Berita

KPK Menyita Dua Tanah dan Uang Rp411 Juta Terkait Kasus Kredit Fiktif di BPR Jepara Artha

KPK Menyita Dua Tanah dan Uang Rp411 Juta Terkait Kasus Kredit Fiktif di BPR Jepara Artha

JAKARTA – Komisi Pemberantasan Korupsi (KPK) telah menyita uang sejumlah Rp411 juta serta dua bidang tanah yang terletak di Jepara, Jawa Tengah. Langkah ini diambil dalam penyelidikan kasus dugaan kredit usaha fiktif di PT Bank Perkreditan Rakyat (BPR) Bank Jepara Artha.

Juru Bicara KPK, Budi Prasetyo mengungkapkan bahwa dua bidang tanah yang disita berada di Jepara. KPK juga melakukan penyitaan terhadap uang tunai senilai Rp411 juta dan dua bidang tanah di Jepara dengan nilai kurang lebih Rp700 juta, kata Budi pada Selasa (15/7/2025).

Budi belum memberikan keterangan mengenai pemilik uang dan tanah yang disita. Dia meminta masyarakat untuk menunggu hingga proses penyidikan lebih lanjut. Tentu nanti pada saatnya kami akan paparkan secara lengkap konstruksi kasusnya dan pihak-pihak yang kemudian ditetapkan sebagai tersangka, ujarnya.

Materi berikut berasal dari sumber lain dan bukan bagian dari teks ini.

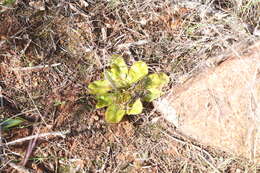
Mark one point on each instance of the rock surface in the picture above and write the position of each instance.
(220, 107)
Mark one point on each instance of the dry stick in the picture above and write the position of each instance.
(186, 143)
(29, 150)
(35, 67)
(62, 134)
(1, 98)
(210, 164)
(19, 168)
(105, 163)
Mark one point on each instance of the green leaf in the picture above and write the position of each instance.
(105, 100)
(152, 94)
(114, 114)
(156, 80)
(12, 122)
(99, 87)
(118, 72)
(136, 108)
(137, 71)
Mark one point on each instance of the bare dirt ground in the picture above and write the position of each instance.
(51, 50)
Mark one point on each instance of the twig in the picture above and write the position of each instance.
(29, 149)
(19, 168)
(1, 98)
(186, 143)
(35, 67)
(62, 134)
(105, 163)
(210, 164)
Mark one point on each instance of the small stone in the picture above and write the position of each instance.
(220, 107)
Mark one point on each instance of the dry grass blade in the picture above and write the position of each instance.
(42, 135)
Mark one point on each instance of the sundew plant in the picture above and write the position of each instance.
(122, 90)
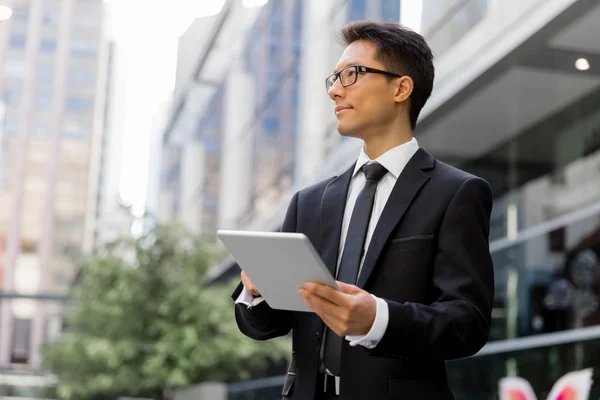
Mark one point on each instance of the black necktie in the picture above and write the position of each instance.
(352, 254)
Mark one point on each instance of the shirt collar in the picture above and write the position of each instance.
(394, 160)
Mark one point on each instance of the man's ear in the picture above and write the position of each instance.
(404, 88)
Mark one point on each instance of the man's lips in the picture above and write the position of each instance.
(341, 108)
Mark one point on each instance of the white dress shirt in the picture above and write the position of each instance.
(394, 160)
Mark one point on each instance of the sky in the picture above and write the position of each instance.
(146, 32)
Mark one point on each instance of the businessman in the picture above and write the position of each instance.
(405, 235)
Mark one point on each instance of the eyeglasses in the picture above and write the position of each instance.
(348, 75)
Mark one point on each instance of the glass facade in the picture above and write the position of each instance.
(445, 22)
(45, 165)
(210, 132)
(545, 227)
(272, 59)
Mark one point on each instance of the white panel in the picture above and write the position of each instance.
(583, 34)
(511, 103)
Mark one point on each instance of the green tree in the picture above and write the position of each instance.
(141, 320)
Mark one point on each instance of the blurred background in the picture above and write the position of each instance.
(129, 127)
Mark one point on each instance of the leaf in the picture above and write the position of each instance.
(142, 320)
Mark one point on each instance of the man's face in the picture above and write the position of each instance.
(368, 105)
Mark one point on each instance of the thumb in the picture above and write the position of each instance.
(346, 288)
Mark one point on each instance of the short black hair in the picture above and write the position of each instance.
(402, 51)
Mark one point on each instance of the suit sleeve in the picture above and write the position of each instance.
(261, 322)
(457, 324)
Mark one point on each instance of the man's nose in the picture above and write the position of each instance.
(336, 90)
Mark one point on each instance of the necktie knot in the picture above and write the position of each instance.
(374, 171)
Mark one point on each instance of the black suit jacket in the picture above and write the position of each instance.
(428, 259)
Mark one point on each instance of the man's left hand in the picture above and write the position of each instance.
(349, 311)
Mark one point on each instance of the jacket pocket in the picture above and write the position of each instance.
(412, 243)
(290, 377)
(409, 238)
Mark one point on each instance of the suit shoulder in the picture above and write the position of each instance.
(455, 175)
(316, 189)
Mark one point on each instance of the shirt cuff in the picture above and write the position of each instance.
(248, 299)
(374, 336)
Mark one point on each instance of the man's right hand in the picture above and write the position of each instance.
(249, 285)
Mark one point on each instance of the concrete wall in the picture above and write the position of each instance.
(206, 391)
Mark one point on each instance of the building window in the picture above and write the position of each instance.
(17, 41)
(51, 18)
(14, 68)
(357, 10)
(74, 130)
(21, 14)
(78, 104)
(39, 130)
(20, 346)
(12, 98)
(81, 77)
(45, 73)
(48, 45)
(390, 10)
(82, 49)
(10, 127)
(43, 101)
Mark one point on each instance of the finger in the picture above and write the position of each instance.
(322, 306)
(349, 289)
(326, 292)
(247, 282)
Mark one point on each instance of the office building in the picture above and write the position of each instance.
(514, 101)
(53, 79)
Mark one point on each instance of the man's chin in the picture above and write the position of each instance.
(344, 131)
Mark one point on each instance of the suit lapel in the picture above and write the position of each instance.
(333, 205)
(409, 183)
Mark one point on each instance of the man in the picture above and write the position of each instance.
(405, 235)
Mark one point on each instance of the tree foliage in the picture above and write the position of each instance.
(141, 320)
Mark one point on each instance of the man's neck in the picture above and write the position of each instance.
(376, 146)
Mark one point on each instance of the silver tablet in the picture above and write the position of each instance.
(278, 264)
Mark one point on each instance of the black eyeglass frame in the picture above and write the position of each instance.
(358, 69)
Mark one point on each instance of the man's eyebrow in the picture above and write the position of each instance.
(349, 64)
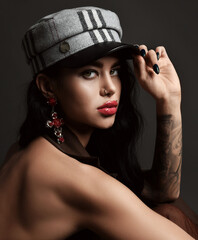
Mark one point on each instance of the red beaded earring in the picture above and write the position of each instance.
(55, 122)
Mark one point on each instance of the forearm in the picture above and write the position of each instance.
(166, 168)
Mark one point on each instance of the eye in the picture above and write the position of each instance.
(115, 72)
(89, 73)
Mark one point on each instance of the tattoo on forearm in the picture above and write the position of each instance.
(168, 154)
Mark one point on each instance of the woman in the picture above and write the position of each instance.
(80, 133)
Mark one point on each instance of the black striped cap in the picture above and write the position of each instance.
(77, 36)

Dalam kasus ini, KPK kembali menyita aset dalam penyelidikan kasus korupsi terkait pencairan kredit usaha fiktif di PT BPR Bank Jepara Artha periode 2022–2024. Nilai total aset yang disita mencapai Rp60 miliar.

Budi menjelaskan bahwa penyitaan dilakukan pada Rabu, 9 Juli 2025. Aset yang disita merupakan milik tersangka dalam kasus tersebut. KPK melakukan penyitaan aset dari tersangka untuk kasus BPR Jepara Artha, ucap Budi pada Kamis, 10 Juli 2025.